Şemdinli’de de şu muhteşem pankartın asıldığını daha önce yazmıştım: “Avrupalıyız, Türkiyeliyiz, Kürdüz”.

٭٭٭

Hadi bakalım. Adamlar ben “Türk değilim” diyor. Ne yapacağız, öldürecek miyiz? Yoksa zorla Türk’üm mü dedirteceğiz?

Söyleyenlerin dilinde tüy bitti: Türk’ü üst kimlik mi kabul ediyorsunuz, mükemmel! Hiçbir sorun yok! Ama kabul etmeyeni ne yapacağız? Yukarıda sorduğum iki şeyden birini mi yapacağız? Bu memleketteki 12 (on iki) milyon Kürt’ün en azından yarısı “Ben Kürd’üm, Türk değilim” diyor.

Ama, aynı cümle içinde ekliyor: “Türkiyeliyim. AB standartlarını istiyorum”.

Yahu, daha ne istiyoruz, belamızı mı? Adamlar kimliklerini koruyarak bu memleketin ayrılmaz unsuru kalmak istediklerini daha ne kadar dürüst, daha ne kadar açık, daha ne kadar bilimsel, daha ne kadar güzel söylesinler? Bu insanlarla “Türkiyeli”den başka hangi ortak paydayı bulmayı düşünüyoruz?

٭٭٭

Yoksa, acaba, ortak payda bulmaya çalışmak gibi bir derdimiz yok mu.

Yoksa, bir zamanlar koskoca Mülkiye’de siyaset sosyolojisi doçentliği yapmış parti lideri gibi “Üst kimlik Türk’tür.

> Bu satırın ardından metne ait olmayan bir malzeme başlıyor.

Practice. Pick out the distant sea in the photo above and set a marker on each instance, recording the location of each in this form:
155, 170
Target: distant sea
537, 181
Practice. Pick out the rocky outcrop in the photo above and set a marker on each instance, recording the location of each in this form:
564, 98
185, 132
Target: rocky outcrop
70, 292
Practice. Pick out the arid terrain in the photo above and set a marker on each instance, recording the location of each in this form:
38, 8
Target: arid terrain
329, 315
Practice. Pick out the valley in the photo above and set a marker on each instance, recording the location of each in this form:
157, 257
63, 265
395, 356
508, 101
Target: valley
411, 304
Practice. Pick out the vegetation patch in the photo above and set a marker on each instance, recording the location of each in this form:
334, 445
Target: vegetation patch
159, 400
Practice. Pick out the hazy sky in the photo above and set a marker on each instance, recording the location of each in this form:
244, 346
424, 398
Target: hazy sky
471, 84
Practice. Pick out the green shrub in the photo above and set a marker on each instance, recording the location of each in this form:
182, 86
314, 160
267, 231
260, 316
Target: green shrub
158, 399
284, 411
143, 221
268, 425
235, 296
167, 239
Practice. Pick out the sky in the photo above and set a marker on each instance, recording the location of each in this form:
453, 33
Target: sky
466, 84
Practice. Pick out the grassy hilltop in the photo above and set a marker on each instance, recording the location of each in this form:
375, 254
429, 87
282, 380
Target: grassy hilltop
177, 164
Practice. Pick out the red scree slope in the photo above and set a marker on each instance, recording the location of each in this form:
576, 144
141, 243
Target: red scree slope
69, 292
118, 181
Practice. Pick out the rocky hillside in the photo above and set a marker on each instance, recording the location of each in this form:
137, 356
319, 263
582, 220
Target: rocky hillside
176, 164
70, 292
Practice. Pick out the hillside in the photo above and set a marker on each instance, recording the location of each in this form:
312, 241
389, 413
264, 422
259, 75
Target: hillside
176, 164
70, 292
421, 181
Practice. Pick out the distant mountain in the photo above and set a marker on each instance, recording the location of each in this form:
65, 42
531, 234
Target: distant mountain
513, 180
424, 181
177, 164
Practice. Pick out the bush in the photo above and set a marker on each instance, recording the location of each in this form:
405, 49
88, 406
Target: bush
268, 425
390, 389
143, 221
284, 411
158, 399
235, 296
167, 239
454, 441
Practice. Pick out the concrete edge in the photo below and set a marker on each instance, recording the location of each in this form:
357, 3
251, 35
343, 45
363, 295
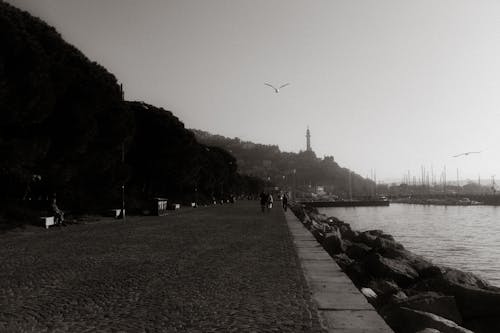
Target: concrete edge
341, 306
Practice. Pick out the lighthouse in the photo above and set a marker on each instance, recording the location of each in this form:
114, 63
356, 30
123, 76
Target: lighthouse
308, 140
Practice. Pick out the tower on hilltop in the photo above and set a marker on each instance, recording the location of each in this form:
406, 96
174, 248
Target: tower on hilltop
308, 140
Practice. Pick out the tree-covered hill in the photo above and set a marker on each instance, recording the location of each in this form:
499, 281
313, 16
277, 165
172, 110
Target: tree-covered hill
65, 129
300, 170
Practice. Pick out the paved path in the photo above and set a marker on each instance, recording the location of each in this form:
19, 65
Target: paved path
218, 269
342, 308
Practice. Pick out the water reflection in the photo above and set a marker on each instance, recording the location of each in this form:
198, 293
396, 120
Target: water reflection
464, 237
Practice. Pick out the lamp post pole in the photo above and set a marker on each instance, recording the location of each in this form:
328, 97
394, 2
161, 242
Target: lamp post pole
123, 184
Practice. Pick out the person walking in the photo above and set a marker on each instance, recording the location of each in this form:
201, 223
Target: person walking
263, 201
56, 211
284, 201
269, 202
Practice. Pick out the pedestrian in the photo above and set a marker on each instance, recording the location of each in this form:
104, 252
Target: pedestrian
56, 211
263, 201
284, 201
269, 202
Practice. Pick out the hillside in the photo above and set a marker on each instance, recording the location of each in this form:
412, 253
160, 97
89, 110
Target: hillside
300, 170
65, 129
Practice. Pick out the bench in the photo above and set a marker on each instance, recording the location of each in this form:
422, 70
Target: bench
116, 213
48, 221
175, 206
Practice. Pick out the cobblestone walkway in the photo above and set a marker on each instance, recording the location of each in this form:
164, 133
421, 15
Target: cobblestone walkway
217, 269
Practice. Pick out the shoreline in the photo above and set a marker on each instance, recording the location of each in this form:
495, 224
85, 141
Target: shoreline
406, 289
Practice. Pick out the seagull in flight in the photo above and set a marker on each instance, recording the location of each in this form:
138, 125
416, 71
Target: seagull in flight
277, 90
467, 153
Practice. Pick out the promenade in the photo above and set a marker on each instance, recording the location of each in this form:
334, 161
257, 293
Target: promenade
226, 268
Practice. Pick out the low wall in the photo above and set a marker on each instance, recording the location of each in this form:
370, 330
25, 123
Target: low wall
411, 293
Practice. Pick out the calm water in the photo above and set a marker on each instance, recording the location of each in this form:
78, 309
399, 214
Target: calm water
464, 237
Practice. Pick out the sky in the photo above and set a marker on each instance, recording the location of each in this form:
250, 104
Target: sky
385, 86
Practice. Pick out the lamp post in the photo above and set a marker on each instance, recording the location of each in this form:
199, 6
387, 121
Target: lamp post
123, 184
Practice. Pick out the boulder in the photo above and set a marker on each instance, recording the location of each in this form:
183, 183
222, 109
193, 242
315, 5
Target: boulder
369, 294
384, 287
342, 260
432, 302
409, 320
333, 243
384, 243
424, 267
357, 274
399, 271
366, 238
357, 251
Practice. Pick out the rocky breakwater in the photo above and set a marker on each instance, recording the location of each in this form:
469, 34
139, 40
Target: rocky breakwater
411, 293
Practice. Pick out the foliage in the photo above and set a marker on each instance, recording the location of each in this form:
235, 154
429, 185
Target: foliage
64, 128
299, 170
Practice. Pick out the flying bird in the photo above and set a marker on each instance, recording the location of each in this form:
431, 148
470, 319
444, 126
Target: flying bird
467, 153
277, 90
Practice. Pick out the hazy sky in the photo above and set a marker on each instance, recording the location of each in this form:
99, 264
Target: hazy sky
385, 85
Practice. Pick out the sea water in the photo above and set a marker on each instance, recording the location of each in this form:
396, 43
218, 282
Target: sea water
463, 237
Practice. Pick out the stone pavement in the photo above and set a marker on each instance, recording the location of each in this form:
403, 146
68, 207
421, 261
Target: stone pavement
342, 308
228, 268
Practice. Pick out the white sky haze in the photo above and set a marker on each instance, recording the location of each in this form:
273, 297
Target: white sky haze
385, 85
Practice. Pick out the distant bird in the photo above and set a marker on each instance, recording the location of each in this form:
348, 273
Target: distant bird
467, 153
277, 90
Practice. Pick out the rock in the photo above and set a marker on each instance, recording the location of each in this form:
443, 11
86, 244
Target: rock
408, 320
384, 287
333, 243
398, 297
399, 271
347, 233
387, 243
456, 276
369, 294
366, 238
342, 260
357, 274
357, 251
443, 306
424, 267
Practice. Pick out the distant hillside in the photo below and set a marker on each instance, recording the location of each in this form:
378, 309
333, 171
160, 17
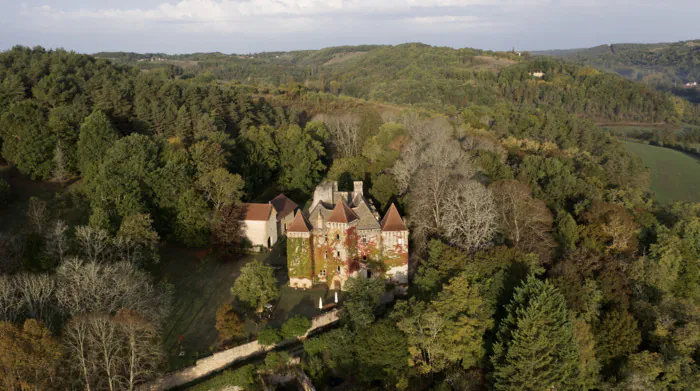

Bunu demeyen bu ülkeyi Yugoslavya gibi parçalar” diyerek Türk milliyetçiliğinin oylarını mı avlamaya çıkıyoruz? Ecevit’in halinden hiç mi ders almadı “sosyal demokrasi”miz?

Yoksa,  maazallah, “çözüm” öneriyoruz da, bu çözüm, köşesinde “Çözüm felaket mi?” diye başlık atan yazarın “çözüm”ü gibi bir çözüm olmasın?

Yani, “Kürt nüfusun bu artış hızıyla 2025’te ülkenin geri kalan nüfusuna eşit olacağı”nı, yani 12 milyon’un yirmi yıl sonra 70 – 12 = 58 milyona ulaşacağını hesaplayarak, “Bu şartlar altında felaket niteliğinde bir ‘çözüm’ ihtimali[nin] giderek gerçeklik kazan”dığı kanısına mı varacağız? (Radikal 24 Kasım) Yahu, hiç mi hesap bilmiyoruz veya hiç mi dayak yemedik veya ne yapıyoruz?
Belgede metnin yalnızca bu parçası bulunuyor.